Seal them up and, keep them as airtight as possible, and in the fridge is about the best you can do.
Some people like to freeze their hops, but it's not my preference.


----------



## juzz1981 (2/7/10)

I have kept them in the fridge in an airtight container but recently opted to use the freezer as apparently they last longer?
Not sure if thats truely the case :huh:


----------



## DUANNE (2/7/10)

i like to vacum seal and freeze my leftovers.they are supposed to last a lot longer that way.


----------



## QldKev (2/7/10)

BEERHOG said:


> i like to vacum seal and freeze my leftovers.they are supposed to last a lot longer that way.



Yep they will actually last into years this way. 

QldKev


----------



## marksfish (2/7/10)

the less air transfer and the colder the hops are kept the longer the storage period, however if they start to smell cheesy brew a lambic :icon_cheers:


----------



## jakub76 (2/7/10)

I keep mine in the fridge. I don't think repeated freezing and thawing would be good for them, just my opinion and each to their own of course.


----------



## levin_ae92 (3/7/10)

You dont have to let them thaw out. I take my bag out of the freezer, weigh out what I need and straight back into the freezer, they're only out less than 5 minutes so no where near thawed. I've had hops last ages in the freezer, but that being said im usually too poor to buy more hops so end up just using combos of what I have lying around!


----------



## jyo (3/7/10)

Freezer for me. Hop storage 

Any perishable food I want to keep for a long time goes in the freezer...beer _is_ a food....isn't it?


----------



## MattC (3/7/10)

levin_ae92 said:


> You dont have to let them thaw out. I take my bag out of the freezer, weigh out what I need and straight back into the freezer, they're only out less than 5 minutes so no where near thawed. I've had hops last ages in the freezer



+1

I kkep them in the foil bag they came in, roll it tight, clamp with a clothes peg and then place in a clip seal bag in the freezer. I Used some Czech Saaz i had in there for at least 18 months, and they were quite fresh.


----------



## manticle (3/7/10)

Freezer. If you're worried about viability/freshness then brew more often.


----------



## under (3/7/10)

Freezer. Vac sealed into 100g pouches. I then reseal after use. Working for me.


----------



## Pennywise (3/7/10)

jyo said:


> Freezer for me. Hop storage
> 
> beer _is_ a food....isn't it?




Yep, it's always served with my dinner :beerbang:


----------



## Murcluf (3/7/10)

Freezer is best


----------



## Wolfy (3/7/10)

jyo said:


> Any perishable food I want to keep for a long time goes in the freezer...beer _is_ a food....isn't it?

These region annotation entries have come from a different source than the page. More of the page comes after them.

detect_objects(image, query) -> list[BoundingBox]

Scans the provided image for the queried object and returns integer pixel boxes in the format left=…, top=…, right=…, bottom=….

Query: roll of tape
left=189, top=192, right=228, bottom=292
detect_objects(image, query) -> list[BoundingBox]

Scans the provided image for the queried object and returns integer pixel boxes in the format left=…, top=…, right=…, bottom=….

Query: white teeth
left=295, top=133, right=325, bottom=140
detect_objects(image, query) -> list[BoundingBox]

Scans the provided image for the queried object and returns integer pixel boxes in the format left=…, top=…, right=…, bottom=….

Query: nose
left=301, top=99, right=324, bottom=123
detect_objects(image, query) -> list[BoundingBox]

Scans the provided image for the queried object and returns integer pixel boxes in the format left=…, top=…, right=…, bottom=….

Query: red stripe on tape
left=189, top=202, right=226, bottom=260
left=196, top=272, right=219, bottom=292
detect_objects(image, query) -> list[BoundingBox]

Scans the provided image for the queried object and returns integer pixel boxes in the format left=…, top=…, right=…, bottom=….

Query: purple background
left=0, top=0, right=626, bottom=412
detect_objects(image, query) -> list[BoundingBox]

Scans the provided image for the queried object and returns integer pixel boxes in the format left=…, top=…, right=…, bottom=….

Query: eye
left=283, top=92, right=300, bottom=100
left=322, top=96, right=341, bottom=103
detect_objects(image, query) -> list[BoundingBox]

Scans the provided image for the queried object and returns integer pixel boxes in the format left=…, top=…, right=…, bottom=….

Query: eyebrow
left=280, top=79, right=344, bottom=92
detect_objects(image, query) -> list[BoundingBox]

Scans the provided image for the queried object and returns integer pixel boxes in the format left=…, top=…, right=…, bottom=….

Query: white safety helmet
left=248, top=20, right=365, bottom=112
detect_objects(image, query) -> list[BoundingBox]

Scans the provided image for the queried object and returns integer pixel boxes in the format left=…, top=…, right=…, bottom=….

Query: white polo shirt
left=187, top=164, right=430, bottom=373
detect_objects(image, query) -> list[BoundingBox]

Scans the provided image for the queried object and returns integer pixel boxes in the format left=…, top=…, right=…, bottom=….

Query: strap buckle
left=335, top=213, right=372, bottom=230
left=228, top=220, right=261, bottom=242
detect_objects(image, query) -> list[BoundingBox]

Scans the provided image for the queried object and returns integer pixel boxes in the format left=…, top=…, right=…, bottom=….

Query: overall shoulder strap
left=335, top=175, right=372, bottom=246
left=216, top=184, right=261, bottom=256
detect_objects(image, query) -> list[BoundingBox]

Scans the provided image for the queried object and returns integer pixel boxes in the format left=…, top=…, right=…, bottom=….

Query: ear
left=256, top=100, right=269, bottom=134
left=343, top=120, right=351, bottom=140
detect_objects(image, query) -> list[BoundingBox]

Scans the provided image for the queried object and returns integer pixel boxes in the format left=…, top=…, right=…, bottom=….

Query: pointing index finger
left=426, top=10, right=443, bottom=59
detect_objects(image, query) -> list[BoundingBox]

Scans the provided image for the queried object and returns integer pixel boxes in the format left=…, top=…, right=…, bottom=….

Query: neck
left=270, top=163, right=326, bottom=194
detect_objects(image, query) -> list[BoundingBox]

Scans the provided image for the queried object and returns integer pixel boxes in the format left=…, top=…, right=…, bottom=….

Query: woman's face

Yes, but some perishable food, like lettuce, some fruit and green leafy vegetables do not freeze well.
While compressed hop pellets may keep best in the freezer, I suspect that whole hop flowers might not survive the freezing process as well as they could - turning them into mush before they are used.


----------



## manticle (3/7/10)

Usually those flowers are dried though. I've had no issue with fresh dried flowers in the freezer.

It's the moisture in lettuce etc that doesn't do well in the freezer - ruptures the cells and allow the material to become waterlogged.


----------



## jyo (3/7/10)

Wolfy said:


> Yes, but some perishable food, like lettuce, some fruit and green leafy vegetables do not freeze well.
> While compressed hop pellets may keep best in the freezer, I suspect that whole hop flowers might not survive the freezing process as well as they could - turning them into mush before they are used.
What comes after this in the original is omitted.